NHacker Next
login
▲Data Manipulation in Clojure Compared to R and Pythoncodewithkira.com
57 points by tosh 2 days ago | 13 comments
Loading comments...
ertucetin 2 hours ago [-]
I’ve built many different kinds of software (backend, frontend, 3D games, cli tools, code editor, and more) with Clojure and have been using it for over a decade now.

I can confidently say that, among the list I mentioned, it’s the best for data manipulation/transformation. Thanks to the author for presenting it clearly and showing how the libraries and code look across different languages, all of which do a great job.

But Clojure has its own special place (maybe in my heart as well :). I think Clojure should be used more in the data science space. Thanks to the JVM, it can be very performant (I’m looking at you, Python).

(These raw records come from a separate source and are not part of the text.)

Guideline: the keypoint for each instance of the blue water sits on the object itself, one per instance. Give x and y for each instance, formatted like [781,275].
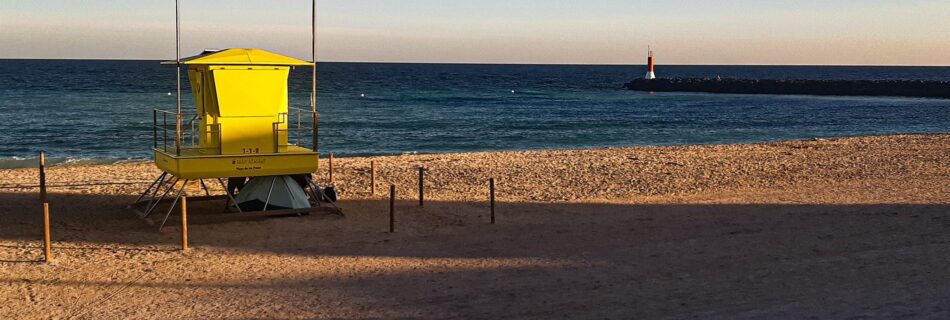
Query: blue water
[101,111]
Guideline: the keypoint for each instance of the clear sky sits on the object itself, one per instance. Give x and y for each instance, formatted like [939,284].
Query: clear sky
[868,32]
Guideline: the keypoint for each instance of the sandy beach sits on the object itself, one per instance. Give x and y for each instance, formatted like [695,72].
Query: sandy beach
[825,229]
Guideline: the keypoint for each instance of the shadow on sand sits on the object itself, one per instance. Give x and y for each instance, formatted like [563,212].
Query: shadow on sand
[542,260]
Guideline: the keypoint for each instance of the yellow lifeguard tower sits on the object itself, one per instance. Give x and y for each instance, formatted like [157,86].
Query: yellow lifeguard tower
[242,124]
[242,130]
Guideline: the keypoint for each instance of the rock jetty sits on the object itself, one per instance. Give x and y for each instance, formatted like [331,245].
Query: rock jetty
[897,88]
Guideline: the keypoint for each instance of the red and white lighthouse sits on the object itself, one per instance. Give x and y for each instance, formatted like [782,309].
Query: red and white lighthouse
[650,74]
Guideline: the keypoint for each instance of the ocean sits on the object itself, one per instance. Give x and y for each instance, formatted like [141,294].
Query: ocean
[84,111]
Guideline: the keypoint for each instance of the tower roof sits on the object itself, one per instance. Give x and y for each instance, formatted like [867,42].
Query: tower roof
[241,56]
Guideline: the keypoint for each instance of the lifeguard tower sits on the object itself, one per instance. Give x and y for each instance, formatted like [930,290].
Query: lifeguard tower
[242,130]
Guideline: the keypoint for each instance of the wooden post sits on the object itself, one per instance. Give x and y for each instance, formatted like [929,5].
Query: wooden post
[491,187]
[184,223]
[47,247]
[331,168]
[392,208]
[422,191]
[42,176]
[372,177]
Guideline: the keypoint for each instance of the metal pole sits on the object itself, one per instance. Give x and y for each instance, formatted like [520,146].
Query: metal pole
[421,186]
[372,176]
[178,77]
[491,187]
[42,176]
[184,223]
[47,247]
[313,89]
[392,208]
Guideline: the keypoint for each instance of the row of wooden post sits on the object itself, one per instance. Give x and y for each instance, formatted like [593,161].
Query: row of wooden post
[392,199]
[47,245]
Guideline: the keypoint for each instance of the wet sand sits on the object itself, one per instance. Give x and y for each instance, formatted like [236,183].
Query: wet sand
[836,228]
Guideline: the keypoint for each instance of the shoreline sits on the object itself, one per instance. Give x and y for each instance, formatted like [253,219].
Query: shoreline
[602,174]
[52,162]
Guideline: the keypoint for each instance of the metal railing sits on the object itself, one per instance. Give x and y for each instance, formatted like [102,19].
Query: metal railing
[165,122]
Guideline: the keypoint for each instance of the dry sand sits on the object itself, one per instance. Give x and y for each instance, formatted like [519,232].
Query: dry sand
[839,228]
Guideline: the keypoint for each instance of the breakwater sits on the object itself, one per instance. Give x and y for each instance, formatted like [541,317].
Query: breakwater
[897,88]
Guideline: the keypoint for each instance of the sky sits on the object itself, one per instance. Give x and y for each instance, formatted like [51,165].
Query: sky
[809,32]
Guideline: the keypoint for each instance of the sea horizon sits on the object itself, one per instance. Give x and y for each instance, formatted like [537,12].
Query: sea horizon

olivia-banks 34 minutes ago [-]
Having "NA" being treated as nil/null/None by default seems like it would cause the Namibia problem!
__mharrison__ 2 hours ago [-]
Good pandas and polars code should also be written in an immutable way...
epgui 2 hours ago [-]
Good python code can exist, but python makes it so easy to write bad code that good python rarely exists.
nxpnsv 2 hours ago [-]
Agree. While it is common to see code like these pandas examples, it is very possible to write these manipulations so that they return a new frame or view without changing the inputs.
soumyaskartha 2 hours ago [-]
Clojure never got the data science crowd even though the language is genuinely good for it. Always felt like a distribution problem more than a technical one.
asa400 2 hours ago [-]
Unfortunately, having to mess around with a JVM is a tough sell for a lot of data analysis folks. I'm not saying it's rational or right, but a lot of people hear "JVM" and they go "no thank you". Personally I think it's a non-issue, but you have to meet people where they are.
packetlost 3 minutes ago [-]
idk, I don't think I've had to do anything beyond install the JVM to work with Clojure. I'm not really a fan of the clj commands flag choices though (-M, -X, etc. all make no sense)
pjmlp 36 minutes ago [-]
The irony given the mess of Python setup where there are companies whose business is to solve Python tooling.
cmiles74 9 minutes ago [-]
I dunno, if you can slog through the Python ecosystem then the JVM is starting to look not so bad. Plus with Clojure you don't need to deal with the headache and heartache that is Maven.
famicom0 1 hours ago [-]
Meanwhile, I find it very annoying to deal with the litany of Python versions and the distinction between global packages and user packages, and needing to manage virtual environments just to run scripts. That being said, I am not an expert but that's always been my experience when I need to do anything Python related.
levocardia 1 hours ago [-]
In this very post you can see why: the dplyr code is just so much more readable. Like a lot of python, dplyr reads almost like pseudocode: take this dataset, select the columns that start with "bill", then filter so that bill_length is less than 30. So simple and so little fluff!
erichocean 1 hours ago [-]
> is just so much more readable

I thought that too before I learned Clojure, now I find them equally readable.